A New Method for Enantioconvergence

Nature Chemistry

Stereoretentive Enantioconvergent Reactions

S. H. Bennett,^‡ J. S. Bestwick,^‡ V. P. Demertzidou,^‡ D. J. Jones,^‡ H. E. Jones,^‡ F. Richard,^‡ J. A. Homer,^† R. Street-Jeakings,^† A. F. Tiberia^† & A. L. Lawrence*

Nat. Chem. 2024 (DOI: 10.1038/s41557-024-01504-1) 🔓

Enantioconvergent reactions are pre-eminent in contemporary asymmetric synthesis as they convert both enantiomers of a racemic starting material into a single enantioenriched product, thus avoiding the maximum 50% yield associated with resolutions. All currently known enantioconvergent processes necessitate the loss or partial loss of the racemic substrate’s stereochemical information, thus limiting the potential substrate scope to molecules that contain labile stereogenic units. Here, the authors present an alternative approach to enantioconvergent reactions that can proceed with full retention of the racemic substrate’s configuration. This uniquely stereo-economic approach is possible if the two enantiomers of a racemic starting material are joined together to form one enantiomer of a non-meso product. Experimental validation of this concept is presented using two distinct strategies: (1) a direct asymmetric coupling approach, and (2) a multicomponent approach, which exhibits statistical amplification of enantiopurity. Thus, the established dogma that enantioconvergent reactions require substrates that contain labile stereogenic units is shown to be incorrect.

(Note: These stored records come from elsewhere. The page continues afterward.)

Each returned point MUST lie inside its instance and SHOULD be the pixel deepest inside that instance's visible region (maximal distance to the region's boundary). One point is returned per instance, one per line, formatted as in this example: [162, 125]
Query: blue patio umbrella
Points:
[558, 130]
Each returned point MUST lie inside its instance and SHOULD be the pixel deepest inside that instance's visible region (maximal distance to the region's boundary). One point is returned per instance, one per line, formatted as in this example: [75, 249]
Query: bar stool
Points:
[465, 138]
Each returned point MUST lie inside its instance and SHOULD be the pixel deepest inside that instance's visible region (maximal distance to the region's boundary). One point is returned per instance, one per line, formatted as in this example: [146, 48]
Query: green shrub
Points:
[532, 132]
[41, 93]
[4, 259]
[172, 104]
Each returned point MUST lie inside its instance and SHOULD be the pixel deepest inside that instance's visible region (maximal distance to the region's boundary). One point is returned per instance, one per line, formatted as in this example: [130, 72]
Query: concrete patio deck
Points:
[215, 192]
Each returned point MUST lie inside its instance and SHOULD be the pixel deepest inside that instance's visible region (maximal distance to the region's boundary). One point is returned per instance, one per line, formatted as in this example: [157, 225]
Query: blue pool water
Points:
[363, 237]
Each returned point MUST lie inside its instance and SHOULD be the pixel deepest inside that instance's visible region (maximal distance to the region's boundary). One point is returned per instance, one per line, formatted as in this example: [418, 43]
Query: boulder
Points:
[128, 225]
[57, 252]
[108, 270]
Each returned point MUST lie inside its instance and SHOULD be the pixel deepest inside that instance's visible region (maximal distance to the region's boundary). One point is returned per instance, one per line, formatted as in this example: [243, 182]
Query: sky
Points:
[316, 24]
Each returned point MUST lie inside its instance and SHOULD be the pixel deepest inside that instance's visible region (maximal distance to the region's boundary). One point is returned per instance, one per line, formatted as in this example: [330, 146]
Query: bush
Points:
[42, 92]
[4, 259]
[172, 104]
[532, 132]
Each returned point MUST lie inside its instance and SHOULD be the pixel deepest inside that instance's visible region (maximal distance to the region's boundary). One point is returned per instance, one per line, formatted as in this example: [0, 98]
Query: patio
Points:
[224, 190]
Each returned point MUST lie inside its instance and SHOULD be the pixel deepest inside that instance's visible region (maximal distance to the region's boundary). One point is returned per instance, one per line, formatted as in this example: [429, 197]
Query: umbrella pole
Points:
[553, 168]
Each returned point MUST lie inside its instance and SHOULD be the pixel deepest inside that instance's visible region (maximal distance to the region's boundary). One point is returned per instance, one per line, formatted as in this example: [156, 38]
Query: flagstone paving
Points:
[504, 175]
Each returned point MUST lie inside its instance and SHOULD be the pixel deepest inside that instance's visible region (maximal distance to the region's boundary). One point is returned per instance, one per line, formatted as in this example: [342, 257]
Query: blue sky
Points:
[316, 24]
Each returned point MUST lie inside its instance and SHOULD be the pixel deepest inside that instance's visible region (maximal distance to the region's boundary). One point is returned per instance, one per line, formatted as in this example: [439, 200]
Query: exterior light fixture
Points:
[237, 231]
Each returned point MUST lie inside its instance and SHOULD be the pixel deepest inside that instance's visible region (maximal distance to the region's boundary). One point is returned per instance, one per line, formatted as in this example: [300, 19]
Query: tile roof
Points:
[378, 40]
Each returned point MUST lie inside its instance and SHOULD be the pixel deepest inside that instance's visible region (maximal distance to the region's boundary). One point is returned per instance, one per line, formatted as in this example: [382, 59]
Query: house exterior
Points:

Editor’s Note: I had the privilege of working on this project during my time as a post-doctoral research associate. It’s not often you get to work on such a well designed and creative project alongside talented colleagues. This was one of those times. Congratulations to all who worked so hard towards this outcome.

A para- to meta-Isomerization of Phenols

S.Edelmann & J.-P. Lumb*

Nat. Chem. 2024 (DOI: 10.1038/s41557-024-01512-1)

Phenols and their derivatives are ubiquitous in nature and critically important industrial chemicals. Their properties are intimately linked to the relative substitution pattern of the aromatic ring, reflecting well-known electronic effects of the OH group. Because of these ortho-, para-directing effects, meta-substituted phenols have historically been more difficult to synthesize. Here, the authors describe a procedure to transpose phenols that hinges on a regioselective diazotization of the corresponding ortho-quinone. The procedure affords the meta-substituted phenol directly from its more common and accessible para-substituted isomer, and demonstrates good chemoselectivity that enables its application in late-stage settings.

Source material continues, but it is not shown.